Next, we investigated the tissue distribution of GF-EVs loaded with a radiolabeled exogenous protein. Bovine serum albumin was labeled with radioactive 125I, purified from free iodine by gel filtration chromatography, loaded to GF-EVs and injected intravenously into mice. Iodine-labeled free protein was used in a parallel experiment for comparative analysis. Biodistribution of GF-EVs loaded with 125I-labeled BSA (125I-BSA) was assessed quantitatively using ex vivo gamma counting (Fig. 7A). Two hours after injection, a high percentage (> 5% of total dose) of radioactivity was observed in the lung, bladder, uterus and ovaries.
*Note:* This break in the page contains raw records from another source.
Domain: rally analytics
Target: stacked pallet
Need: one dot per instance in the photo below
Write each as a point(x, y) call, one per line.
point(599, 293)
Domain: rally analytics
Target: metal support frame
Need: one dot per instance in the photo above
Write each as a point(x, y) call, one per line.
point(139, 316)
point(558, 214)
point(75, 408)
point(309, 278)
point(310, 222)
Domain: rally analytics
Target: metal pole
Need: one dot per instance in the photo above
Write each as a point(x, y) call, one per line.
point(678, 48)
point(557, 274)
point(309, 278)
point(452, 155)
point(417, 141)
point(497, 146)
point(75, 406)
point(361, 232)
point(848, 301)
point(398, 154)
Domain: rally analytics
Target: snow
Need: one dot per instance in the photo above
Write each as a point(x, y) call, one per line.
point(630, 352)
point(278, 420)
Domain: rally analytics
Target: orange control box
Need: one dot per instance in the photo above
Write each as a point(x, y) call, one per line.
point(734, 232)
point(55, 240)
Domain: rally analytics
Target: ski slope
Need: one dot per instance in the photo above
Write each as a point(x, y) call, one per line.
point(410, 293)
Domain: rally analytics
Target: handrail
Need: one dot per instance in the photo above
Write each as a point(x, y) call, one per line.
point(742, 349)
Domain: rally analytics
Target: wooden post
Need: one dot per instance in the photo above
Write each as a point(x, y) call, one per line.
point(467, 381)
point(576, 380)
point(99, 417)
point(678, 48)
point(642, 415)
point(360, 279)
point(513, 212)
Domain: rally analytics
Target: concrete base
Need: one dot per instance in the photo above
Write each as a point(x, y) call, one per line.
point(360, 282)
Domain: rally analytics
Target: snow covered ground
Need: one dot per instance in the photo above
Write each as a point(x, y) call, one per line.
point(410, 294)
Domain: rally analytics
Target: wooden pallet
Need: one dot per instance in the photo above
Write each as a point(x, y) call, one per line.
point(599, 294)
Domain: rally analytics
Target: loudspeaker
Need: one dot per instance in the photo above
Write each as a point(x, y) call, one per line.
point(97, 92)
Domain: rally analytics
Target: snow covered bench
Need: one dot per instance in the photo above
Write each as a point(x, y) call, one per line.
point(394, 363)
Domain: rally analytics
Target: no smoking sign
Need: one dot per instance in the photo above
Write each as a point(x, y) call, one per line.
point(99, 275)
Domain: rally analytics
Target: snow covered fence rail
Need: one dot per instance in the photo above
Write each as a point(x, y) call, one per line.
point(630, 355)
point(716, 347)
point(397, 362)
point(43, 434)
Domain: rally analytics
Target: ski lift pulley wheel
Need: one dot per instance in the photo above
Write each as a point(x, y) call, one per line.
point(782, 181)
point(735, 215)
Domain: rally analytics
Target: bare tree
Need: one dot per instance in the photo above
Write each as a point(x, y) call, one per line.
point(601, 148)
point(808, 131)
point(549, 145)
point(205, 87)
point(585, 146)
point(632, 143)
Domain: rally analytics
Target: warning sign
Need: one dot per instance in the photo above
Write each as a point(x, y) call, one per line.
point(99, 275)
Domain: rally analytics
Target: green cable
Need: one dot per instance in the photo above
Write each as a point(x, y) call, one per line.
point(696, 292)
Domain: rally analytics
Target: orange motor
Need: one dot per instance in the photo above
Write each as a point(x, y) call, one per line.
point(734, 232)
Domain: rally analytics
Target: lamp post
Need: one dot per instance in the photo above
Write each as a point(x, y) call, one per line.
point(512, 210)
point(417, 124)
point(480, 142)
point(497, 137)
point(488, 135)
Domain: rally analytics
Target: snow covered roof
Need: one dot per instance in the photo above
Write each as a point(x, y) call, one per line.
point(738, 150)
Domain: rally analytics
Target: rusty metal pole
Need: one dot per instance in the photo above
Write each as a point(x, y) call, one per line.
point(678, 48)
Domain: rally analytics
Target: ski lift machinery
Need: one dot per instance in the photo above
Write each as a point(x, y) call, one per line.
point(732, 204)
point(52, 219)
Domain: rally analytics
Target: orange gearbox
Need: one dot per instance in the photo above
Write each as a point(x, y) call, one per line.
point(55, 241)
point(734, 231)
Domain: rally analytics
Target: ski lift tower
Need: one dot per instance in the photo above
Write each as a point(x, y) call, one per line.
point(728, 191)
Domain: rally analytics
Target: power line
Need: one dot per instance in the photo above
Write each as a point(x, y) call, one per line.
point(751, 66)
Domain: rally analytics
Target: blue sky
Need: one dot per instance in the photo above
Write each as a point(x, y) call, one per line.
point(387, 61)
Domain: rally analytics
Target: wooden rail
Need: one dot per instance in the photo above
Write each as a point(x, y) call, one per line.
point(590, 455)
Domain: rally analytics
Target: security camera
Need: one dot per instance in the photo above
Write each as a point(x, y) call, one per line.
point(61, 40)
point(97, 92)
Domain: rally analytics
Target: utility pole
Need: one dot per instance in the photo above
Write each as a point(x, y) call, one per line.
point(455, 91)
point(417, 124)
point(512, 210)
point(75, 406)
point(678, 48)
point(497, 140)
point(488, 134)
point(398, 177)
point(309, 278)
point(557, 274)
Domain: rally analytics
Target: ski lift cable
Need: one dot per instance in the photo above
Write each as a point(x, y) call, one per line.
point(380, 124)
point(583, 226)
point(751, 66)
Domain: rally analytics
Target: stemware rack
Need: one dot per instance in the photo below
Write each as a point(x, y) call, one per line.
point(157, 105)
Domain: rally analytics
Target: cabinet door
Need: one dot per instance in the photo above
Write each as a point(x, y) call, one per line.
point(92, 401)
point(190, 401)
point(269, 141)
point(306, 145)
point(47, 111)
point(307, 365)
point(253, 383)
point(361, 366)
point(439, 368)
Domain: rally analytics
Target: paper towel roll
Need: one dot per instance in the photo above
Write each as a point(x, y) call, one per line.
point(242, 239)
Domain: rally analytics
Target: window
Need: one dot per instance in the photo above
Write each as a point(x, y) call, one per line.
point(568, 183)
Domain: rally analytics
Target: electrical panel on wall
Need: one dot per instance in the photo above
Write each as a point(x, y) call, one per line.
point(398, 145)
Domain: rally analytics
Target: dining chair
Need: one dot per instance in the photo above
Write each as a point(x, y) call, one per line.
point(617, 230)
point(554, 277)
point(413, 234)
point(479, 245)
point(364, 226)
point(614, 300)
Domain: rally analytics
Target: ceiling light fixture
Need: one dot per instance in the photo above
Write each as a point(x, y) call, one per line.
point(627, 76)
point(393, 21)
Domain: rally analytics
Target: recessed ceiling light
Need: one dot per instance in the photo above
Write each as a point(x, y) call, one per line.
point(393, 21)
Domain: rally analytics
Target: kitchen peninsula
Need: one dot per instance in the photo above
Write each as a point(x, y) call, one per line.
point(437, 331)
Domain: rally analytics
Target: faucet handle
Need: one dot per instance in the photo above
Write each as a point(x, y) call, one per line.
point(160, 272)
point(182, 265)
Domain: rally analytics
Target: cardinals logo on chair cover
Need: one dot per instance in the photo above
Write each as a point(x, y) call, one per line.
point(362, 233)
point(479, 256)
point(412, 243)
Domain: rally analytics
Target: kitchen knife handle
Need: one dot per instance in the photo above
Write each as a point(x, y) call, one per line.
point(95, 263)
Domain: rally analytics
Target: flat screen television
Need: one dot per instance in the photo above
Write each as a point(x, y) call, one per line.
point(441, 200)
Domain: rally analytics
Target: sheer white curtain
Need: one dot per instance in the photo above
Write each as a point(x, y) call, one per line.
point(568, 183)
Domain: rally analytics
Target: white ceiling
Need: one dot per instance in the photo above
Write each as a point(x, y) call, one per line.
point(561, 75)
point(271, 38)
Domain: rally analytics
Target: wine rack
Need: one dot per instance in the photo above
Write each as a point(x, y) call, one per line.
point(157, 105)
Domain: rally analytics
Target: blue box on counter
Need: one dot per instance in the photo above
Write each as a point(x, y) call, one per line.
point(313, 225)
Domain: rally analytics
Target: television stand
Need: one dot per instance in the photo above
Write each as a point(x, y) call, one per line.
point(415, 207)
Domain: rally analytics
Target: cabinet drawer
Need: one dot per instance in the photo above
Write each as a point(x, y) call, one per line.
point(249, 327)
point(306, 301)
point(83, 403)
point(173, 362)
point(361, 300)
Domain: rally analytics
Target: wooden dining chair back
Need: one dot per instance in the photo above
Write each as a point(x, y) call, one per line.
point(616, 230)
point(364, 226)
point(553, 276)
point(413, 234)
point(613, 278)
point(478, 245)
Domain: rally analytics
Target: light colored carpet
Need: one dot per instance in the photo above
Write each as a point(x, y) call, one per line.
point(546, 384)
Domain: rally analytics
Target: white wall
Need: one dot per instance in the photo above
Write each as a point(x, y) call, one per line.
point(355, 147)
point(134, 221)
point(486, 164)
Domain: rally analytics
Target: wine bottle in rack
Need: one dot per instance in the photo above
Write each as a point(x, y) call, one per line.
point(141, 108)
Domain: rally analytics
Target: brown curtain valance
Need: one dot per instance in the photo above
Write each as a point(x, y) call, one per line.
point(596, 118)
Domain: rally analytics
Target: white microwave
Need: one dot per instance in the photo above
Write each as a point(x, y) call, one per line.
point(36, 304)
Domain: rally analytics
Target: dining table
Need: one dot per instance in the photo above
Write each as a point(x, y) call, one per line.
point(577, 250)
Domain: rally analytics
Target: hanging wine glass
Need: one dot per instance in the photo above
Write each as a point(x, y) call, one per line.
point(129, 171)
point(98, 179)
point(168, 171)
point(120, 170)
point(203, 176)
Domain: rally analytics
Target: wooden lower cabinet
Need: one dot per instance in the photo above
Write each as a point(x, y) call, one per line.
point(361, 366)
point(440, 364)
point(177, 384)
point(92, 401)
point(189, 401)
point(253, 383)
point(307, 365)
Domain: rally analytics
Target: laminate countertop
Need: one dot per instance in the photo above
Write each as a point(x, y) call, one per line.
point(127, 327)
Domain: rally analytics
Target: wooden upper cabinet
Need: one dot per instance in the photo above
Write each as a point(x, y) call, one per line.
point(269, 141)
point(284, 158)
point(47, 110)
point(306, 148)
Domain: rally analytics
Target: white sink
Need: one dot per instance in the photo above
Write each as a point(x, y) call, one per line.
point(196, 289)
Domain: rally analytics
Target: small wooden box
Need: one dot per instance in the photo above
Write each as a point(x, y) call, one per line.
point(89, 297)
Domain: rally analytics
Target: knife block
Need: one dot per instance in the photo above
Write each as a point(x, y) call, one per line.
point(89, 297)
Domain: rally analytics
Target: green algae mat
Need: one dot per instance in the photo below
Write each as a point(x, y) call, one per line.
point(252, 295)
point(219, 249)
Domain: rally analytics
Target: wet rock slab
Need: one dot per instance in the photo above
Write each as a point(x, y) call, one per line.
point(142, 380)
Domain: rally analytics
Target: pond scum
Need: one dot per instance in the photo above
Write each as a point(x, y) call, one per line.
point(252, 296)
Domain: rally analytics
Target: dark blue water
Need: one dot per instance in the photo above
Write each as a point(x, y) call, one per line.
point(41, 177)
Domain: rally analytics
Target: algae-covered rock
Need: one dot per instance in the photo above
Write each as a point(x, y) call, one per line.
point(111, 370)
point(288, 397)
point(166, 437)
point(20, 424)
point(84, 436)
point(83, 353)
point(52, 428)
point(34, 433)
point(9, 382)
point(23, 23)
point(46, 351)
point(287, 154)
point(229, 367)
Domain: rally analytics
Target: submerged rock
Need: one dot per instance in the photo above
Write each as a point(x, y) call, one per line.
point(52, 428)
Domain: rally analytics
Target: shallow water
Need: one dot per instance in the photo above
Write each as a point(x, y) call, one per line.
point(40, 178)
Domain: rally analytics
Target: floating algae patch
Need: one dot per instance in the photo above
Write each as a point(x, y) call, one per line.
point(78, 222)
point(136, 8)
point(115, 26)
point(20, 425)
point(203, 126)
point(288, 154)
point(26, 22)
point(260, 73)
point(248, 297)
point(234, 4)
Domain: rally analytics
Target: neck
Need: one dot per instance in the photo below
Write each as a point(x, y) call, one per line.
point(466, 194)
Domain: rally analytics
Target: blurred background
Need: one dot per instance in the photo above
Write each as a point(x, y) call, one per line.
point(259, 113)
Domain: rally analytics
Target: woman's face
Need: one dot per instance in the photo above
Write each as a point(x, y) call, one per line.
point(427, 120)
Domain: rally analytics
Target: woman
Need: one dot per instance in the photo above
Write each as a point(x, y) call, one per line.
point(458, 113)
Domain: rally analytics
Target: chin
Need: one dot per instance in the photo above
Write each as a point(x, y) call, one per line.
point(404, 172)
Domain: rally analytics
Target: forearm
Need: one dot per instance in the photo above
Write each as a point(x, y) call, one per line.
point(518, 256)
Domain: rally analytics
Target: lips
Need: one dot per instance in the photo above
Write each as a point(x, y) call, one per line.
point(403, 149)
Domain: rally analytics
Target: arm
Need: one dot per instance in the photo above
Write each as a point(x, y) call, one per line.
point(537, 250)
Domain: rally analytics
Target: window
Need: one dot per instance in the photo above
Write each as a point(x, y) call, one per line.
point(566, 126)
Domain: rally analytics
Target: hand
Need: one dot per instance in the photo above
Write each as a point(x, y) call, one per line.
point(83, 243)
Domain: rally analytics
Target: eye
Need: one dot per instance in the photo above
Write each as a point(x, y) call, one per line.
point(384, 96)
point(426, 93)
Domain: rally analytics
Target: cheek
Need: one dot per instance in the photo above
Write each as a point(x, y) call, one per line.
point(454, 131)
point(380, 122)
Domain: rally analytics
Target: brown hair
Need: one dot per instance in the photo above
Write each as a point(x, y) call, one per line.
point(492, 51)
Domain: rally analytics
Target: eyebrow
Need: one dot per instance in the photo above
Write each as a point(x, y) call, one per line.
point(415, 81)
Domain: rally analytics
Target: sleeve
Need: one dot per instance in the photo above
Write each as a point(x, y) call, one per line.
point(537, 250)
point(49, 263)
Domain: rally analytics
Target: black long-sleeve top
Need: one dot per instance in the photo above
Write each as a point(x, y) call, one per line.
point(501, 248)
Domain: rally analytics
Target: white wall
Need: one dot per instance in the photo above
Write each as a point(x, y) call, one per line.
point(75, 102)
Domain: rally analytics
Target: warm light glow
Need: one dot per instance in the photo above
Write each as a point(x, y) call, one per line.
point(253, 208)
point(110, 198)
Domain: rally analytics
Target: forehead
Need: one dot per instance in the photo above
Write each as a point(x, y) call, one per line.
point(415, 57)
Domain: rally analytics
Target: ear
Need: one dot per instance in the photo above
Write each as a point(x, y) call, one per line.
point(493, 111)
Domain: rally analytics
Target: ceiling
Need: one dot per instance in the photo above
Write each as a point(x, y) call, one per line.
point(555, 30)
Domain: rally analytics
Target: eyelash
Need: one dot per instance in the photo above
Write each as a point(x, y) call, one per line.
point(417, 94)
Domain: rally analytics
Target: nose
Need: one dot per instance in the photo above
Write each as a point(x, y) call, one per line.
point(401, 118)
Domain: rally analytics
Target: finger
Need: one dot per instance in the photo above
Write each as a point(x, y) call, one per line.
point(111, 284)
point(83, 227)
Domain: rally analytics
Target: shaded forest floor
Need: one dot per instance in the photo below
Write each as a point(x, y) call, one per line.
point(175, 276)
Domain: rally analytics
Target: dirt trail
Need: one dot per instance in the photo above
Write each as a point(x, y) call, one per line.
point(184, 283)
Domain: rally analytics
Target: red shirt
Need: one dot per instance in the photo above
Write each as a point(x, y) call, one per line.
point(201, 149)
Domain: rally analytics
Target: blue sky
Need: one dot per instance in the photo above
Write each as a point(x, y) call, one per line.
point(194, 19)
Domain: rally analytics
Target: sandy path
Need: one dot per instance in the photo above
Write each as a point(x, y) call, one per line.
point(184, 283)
A considerable amount of radioactivity was also observed in the liver, spleen, kidneys, and heart. A small portion of the vesicles loaded with 125I-BSA was detected in the brain samples.

Figure 7
figure 7

Biodistribution of GF-EVs loaded with 125I-labeled BSA and free 125I-BSA in mice 2 h after intravenous administration. Analysis of the radioactive protein abundance in different tissues expressed as a percentage of injected dose (ID) per gram of tissue (A) or as a percentage of relative blood dose (RBD) per gram of tissue (B). N = 3. Data are presented as means ± SD. *, p < 0.05; **, p < 0.01 as estimated by unpaired Student’s t-test analysis.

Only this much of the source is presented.